Amico Enrico, Arenas Alex, Goñi Joaquín
School of Industrial Engineering, Purdue University, West-Lafayette, IN, USA.
Departament d'Enginyeria Informàtica i Matemàtiques, Universitat Rovira i Virgili, Tarragona, Spain.
Netw Neurosci. 2019 Feb 1;3(2):455-474. doi: 10.1162/netn_a_00072. eCollection 2019.

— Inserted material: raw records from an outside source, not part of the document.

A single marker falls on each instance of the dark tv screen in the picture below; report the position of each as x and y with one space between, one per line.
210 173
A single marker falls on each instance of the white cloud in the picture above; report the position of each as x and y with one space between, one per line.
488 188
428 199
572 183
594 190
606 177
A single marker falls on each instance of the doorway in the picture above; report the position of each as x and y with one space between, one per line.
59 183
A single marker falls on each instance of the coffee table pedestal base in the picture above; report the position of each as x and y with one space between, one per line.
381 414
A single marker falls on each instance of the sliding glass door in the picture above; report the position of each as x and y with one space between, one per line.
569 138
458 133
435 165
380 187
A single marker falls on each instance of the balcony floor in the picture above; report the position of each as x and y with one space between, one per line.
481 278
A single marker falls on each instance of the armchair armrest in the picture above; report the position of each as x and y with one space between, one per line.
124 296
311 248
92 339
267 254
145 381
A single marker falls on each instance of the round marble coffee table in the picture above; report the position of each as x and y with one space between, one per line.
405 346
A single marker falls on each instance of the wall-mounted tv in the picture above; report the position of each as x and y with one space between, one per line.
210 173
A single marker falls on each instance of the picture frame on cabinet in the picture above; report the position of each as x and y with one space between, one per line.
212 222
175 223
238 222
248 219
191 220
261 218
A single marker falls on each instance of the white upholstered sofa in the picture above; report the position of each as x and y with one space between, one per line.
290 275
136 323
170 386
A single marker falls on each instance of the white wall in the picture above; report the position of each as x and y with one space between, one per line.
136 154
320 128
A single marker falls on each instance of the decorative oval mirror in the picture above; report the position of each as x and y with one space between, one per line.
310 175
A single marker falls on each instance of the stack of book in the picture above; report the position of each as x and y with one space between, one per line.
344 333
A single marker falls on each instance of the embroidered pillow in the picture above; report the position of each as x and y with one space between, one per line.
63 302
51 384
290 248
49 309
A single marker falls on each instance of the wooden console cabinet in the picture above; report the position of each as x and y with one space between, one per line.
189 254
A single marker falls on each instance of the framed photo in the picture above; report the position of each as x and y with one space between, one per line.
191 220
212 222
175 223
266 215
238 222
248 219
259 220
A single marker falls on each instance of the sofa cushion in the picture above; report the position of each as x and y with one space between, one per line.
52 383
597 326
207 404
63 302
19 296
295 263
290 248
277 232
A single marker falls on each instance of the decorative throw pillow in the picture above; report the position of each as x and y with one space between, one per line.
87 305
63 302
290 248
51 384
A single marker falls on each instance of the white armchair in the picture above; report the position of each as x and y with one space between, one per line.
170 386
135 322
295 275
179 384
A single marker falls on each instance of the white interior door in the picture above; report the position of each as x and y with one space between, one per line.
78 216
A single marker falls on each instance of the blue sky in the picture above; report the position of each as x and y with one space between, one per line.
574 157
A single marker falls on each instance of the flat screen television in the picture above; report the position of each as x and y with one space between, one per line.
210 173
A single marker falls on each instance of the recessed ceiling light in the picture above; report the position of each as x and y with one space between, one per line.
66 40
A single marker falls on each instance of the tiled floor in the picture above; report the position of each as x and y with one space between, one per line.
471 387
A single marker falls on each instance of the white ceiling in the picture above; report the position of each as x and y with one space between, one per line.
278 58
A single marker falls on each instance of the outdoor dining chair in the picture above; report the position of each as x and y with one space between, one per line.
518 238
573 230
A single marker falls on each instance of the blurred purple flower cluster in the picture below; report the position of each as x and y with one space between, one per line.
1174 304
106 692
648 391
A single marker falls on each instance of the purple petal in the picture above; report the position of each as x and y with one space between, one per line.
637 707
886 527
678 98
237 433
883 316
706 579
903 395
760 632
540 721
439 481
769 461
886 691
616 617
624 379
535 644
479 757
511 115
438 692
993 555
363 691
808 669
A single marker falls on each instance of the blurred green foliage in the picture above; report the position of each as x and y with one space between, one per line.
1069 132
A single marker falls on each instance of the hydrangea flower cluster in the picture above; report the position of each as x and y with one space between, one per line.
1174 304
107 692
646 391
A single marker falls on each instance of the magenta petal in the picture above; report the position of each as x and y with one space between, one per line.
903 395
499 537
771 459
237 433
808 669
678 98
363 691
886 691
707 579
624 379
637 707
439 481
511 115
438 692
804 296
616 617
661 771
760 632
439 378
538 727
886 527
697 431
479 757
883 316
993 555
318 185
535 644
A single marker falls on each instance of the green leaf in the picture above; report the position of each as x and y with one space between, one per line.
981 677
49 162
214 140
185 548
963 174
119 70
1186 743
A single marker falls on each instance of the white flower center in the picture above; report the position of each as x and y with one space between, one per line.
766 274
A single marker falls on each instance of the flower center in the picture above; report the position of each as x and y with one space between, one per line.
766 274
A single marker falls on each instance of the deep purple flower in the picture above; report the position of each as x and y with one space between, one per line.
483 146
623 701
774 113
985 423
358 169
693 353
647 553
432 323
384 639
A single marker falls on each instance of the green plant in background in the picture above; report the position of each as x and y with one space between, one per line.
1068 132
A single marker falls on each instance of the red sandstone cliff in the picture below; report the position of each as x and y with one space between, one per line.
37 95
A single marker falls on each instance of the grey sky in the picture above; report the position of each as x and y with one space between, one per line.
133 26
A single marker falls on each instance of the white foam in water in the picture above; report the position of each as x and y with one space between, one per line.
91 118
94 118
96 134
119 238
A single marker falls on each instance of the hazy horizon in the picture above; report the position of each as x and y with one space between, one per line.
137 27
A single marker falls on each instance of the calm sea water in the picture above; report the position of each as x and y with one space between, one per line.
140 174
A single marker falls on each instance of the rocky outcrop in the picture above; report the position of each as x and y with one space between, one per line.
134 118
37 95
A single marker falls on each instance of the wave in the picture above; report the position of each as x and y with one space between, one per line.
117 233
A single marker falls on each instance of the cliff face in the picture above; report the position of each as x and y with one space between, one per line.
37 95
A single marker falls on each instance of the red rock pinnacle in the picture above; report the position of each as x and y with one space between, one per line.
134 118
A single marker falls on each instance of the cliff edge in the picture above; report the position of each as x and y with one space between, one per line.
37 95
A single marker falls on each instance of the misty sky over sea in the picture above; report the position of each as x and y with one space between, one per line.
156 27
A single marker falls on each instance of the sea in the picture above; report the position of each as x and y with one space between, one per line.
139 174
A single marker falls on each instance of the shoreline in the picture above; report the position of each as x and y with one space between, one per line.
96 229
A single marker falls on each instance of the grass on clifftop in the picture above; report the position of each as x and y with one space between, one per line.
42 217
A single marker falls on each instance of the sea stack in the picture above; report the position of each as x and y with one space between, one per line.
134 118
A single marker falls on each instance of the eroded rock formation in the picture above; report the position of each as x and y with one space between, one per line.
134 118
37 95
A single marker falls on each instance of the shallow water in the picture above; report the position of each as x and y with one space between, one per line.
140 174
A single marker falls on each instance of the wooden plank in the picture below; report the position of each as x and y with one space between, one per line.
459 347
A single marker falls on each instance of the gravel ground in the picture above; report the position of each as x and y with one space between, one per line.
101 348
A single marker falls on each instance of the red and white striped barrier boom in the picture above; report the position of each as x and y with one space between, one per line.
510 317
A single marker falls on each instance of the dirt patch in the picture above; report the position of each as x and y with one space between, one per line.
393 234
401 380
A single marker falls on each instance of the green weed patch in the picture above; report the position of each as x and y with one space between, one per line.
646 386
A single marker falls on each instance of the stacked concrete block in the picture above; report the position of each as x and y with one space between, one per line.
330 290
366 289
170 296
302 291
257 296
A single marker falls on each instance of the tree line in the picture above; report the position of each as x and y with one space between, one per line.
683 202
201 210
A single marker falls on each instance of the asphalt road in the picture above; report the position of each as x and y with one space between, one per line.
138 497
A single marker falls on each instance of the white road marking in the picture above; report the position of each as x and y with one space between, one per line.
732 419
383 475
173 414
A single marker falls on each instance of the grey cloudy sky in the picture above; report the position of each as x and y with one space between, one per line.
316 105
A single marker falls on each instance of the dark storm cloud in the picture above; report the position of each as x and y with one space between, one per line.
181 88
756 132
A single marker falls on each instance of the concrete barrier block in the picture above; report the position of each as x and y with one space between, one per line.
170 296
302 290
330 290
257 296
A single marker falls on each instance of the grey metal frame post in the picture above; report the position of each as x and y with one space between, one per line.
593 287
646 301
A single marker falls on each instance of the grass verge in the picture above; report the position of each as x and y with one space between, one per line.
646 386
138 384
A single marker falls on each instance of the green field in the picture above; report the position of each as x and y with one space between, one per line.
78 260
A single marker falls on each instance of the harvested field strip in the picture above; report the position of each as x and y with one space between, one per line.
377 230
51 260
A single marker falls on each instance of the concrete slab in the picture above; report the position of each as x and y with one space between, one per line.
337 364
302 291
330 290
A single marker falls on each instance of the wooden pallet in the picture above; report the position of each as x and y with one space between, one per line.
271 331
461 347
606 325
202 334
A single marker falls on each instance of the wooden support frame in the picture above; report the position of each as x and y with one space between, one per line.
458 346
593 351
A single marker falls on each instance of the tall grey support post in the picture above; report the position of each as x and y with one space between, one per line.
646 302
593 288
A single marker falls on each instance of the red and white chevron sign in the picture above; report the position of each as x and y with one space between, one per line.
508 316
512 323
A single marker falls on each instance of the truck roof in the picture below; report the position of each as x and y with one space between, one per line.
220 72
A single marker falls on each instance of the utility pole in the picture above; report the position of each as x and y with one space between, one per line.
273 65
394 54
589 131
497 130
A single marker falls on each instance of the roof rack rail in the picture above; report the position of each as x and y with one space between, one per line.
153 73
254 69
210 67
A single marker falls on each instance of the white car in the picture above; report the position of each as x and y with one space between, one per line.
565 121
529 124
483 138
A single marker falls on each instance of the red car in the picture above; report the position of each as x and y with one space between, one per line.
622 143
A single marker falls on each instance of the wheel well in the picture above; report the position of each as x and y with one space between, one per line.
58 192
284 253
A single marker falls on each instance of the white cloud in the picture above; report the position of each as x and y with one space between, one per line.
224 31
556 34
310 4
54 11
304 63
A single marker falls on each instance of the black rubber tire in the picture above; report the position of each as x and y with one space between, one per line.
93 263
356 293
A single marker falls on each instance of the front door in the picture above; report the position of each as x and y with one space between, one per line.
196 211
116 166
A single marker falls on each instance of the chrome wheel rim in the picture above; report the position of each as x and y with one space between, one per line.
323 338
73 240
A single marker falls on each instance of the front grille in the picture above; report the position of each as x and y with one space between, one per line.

A key question in modern neuroscience is how cognitive changes in a human brain can be quantified and captured by functional connectivity (FC). A systematic approach to measure pairwise functional distance at different brain states is lacking. This would provide a straightforward way to quantify differences in cognitive processing across tasks; also, it would help in relating these differences in task-based FCs to the underlying structural network. Here we propose a framework, based on the concept of Jensen-Shannon divergence, to map the task-rest connectivity distance between tasks and resting-state FC. We show how this information theoretical measure allows for quantifying connectivity changes in distributed and centralized processing in functional networks. We study resting state and seven tasks from the Human Connectome Project dataset to obtain the most distant links across tasks. We investigate how these changes are associated with different functional brain networks, and use the proposed measure to infer changes in the information-processing regimes. Furthermore, we show how the FC distance from resting state is shaped by structural connectivity, and to what extent this relationship depends on the task. This framework provides a well-grounded mathematical quantification of connectivity changes associated with cognitive processing in large-scale brain networks.
现代神经科学中的一个关键问题是,人类大脑中的认知变化如何通过功能连接(FC)进行量化和捕捉。目前缺乏一种在不同脑状态下测量成对功能距离的系统方法。这将提供一种直接的方式来量化不同任务间认知处理的差异;此外,它将有助于将基于任务的功能连接差异与潜在的结构网络联系起来。在此,我们基于 Jensen-Shannon 散度的概念提出一个框架,以映射任务与静息态功能连接之间的任务-静息连接距离。我们展示了这种信息理论度量如何能够量化功能网络中分布式和集中式处理中的连接变化。我们研究了人类连接组计划数据集中的静息态和七个任务,以获取不同任务间最远的连接。我们研究这些变化如何与不同的功能性脑网络相关联,并使用所提出的度量来推断信息处理模式的变化。此外,我们展示了静息态功能连接距离如何受结构连接的影响,以及这种关系在多大程度上依赖于任务。该框架为大规模脑网络中与认知处理相关的连接变化提供了坚实的数学量化。